Stanford researchers highlight the urgency and importance of acknowledging emotions about climate change in research and education
By Jamie Hansen, Global Health Communications Manager
Emotional responses to the mounting environmental challenges of our time can play an especially important, but often under-recognized, role for researchers and students studying and investigating climate change.
“When wildfire smoke makes it dangerous to even go outside, it’s easy to feel overwhelmed or hopeless,” said Peter Pellitier, PhD, a postdoctoral fellow in the Stanford Doerr School of Sustainability. “It can be a bit of psychological gymnastics to understand if your research is mattering and to stay motivated or interested in the classroom.”
Pellitier is lead author* on a recent publication in Nature Climate Change that describes the impact that emotional responses to climate change such as grief, hopelessness, and despair can have on educational and research outcomes.

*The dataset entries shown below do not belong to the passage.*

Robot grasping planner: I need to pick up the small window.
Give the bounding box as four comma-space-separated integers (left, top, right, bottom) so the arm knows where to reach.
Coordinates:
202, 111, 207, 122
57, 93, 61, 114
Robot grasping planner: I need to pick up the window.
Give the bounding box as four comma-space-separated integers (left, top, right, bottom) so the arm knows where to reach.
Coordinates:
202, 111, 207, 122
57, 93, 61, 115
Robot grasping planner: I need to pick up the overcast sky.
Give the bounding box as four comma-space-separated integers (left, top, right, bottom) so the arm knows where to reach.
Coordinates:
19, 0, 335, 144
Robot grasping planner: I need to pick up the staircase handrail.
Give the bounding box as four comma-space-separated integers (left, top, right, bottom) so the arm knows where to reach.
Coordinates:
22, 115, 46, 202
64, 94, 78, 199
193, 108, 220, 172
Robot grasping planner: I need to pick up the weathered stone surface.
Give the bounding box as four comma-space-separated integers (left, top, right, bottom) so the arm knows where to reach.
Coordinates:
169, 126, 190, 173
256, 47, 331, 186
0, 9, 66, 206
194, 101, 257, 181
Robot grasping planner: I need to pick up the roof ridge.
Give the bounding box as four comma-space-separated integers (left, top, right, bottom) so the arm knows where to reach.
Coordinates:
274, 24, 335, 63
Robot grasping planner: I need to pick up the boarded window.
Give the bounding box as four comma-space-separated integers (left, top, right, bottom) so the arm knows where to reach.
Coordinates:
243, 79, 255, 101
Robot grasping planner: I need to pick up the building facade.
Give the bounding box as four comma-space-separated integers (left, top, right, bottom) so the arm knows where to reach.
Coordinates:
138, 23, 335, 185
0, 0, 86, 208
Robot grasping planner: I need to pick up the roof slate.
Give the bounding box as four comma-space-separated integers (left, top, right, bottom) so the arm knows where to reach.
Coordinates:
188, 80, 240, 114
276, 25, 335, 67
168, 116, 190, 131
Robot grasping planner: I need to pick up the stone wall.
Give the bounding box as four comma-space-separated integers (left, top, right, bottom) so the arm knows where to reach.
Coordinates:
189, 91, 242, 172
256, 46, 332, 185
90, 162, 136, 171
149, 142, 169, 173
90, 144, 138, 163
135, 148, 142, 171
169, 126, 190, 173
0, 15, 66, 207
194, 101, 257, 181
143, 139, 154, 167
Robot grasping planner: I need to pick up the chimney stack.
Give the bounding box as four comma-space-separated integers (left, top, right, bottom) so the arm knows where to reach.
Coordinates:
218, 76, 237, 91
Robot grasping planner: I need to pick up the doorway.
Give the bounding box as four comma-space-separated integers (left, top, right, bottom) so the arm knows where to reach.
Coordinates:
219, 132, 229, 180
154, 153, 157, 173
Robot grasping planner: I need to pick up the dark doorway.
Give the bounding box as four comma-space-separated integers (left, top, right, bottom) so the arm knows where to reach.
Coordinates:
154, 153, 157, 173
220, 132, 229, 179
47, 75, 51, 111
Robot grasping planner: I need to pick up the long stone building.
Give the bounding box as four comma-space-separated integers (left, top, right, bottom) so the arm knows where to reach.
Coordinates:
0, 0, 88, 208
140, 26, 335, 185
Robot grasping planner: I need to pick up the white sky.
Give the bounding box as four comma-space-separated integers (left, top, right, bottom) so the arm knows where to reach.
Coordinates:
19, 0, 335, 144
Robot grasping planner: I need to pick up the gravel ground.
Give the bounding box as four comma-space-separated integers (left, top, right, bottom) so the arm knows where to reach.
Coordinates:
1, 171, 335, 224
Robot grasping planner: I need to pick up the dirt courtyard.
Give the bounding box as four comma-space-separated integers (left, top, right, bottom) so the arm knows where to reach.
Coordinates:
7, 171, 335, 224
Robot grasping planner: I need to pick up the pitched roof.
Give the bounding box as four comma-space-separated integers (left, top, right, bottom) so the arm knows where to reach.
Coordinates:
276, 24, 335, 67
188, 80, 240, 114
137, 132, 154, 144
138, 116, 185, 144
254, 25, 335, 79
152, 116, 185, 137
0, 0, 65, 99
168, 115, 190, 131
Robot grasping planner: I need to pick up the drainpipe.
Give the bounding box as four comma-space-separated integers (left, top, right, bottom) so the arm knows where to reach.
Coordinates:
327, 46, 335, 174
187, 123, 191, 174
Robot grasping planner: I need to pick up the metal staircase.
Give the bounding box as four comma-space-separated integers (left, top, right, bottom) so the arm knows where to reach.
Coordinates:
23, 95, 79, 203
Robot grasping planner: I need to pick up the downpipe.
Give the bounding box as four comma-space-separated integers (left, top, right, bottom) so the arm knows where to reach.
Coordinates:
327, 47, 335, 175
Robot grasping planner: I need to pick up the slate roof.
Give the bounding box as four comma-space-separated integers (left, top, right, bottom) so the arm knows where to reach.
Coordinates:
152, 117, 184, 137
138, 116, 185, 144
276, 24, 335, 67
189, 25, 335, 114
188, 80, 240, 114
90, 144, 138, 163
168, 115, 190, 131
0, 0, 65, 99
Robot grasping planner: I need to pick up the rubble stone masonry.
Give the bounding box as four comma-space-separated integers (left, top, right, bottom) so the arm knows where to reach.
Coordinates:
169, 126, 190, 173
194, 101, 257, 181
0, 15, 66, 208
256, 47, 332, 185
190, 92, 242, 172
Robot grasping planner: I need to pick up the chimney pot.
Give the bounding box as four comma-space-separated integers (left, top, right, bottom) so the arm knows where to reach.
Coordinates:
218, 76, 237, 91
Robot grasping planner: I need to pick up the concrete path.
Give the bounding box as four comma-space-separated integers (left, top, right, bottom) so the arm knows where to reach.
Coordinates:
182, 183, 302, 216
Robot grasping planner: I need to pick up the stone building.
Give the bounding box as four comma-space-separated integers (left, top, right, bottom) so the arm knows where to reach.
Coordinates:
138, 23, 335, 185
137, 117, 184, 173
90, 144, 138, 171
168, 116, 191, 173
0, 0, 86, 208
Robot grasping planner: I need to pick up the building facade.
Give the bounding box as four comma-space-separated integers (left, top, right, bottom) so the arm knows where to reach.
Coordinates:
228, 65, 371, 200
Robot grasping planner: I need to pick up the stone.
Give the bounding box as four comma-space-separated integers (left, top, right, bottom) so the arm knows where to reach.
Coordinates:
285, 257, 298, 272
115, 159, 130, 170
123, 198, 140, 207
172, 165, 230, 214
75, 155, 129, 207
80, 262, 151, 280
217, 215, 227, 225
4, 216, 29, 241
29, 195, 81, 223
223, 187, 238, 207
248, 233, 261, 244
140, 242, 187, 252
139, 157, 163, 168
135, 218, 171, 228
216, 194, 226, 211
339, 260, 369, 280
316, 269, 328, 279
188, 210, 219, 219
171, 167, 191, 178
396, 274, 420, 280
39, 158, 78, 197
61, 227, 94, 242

This recent study is based on learnings from a course taught at Stanford last winter by Pellitier and Britt Wray, PhD, Director of CIRCLE at Stanford Psychiatry, a research and action initiative focused on community-minded interventions for resilience, climate leadership, and emotional wellbeing in the School of Medicine. David Palumbo-Liu, PhD, professor of comparative literature in the School of Humanities and Sciences, also contributed to the course. The publication’s authors offer insights for educators and research mentors on how to effectively acknowledge and work with these emotions in the classroom context.
“We’re still learning as an academic community how to teach climate science – not the science itself, but the context and delivery. As the climate changes and extreme events become more common, this has become a moving target,” Pellitier said.

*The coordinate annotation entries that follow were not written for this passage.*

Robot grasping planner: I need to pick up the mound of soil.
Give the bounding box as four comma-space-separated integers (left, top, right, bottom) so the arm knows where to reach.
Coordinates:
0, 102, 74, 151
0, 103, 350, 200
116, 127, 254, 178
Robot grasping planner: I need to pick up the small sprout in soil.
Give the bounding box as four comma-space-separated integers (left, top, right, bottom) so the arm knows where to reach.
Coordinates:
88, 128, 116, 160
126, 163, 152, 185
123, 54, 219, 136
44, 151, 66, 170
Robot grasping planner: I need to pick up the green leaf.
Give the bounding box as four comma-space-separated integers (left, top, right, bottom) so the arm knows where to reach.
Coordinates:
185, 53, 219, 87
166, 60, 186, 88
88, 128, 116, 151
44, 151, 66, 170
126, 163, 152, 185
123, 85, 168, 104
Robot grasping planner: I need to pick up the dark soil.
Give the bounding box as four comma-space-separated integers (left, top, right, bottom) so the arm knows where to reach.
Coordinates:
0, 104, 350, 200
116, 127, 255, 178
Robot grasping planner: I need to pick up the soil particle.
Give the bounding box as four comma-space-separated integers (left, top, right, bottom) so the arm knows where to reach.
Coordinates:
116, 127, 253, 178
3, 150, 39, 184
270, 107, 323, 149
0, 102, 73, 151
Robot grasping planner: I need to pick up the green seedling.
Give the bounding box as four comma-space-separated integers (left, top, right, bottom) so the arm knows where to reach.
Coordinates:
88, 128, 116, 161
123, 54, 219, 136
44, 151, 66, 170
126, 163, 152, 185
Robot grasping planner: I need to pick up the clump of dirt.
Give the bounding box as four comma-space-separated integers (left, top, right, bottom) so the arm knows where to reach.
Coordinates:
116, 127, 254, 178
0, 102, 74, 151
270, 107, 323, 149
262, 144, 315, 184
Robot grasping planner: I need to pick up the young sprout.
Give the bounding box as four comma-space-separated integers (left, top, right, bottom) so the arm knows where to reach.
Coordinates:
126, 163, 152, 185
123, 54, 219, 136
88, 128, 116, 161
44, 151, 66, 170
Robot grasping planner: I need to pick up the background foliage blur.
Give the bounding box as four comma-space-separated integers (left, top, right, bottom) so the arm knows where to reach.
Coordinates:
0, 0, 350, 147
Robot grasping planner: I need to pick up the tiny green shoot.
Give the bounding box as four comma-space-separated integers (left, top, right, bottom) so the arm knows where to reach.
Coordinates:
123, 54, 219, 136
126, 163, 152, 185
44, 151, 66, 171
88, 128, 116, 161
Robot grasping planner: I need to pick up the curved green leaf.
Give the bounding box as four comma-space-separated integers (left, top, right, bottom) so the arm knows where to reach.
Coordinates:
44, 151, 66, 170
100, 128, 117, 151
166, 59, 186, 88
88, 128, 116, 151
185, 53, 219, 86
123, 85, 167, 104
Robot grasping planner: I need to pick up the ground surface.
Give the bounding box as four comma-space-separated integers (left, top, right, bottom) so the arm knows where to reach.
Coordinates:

Pellitier’s desire to develop a course on climate emotions in the academic setting formed through his dual interests in climate science and education. Pellitier studies how forest ecosystems sequester carbon and respond to climate change in the Peay Lab in the Department of Biology in the School of Humanities & Sciences and also has a master’s degree in education. He began to note, in his colleagues and himself, an uncertainty about how to respond to the climate crisis.
“I think that uncertainty permeates the classroom. There are significant questions about how to teach in a way that respects the moment. New teaching approaches are needed to teach in a manner that facilitates sustained interest, rigor and resilience,” he said.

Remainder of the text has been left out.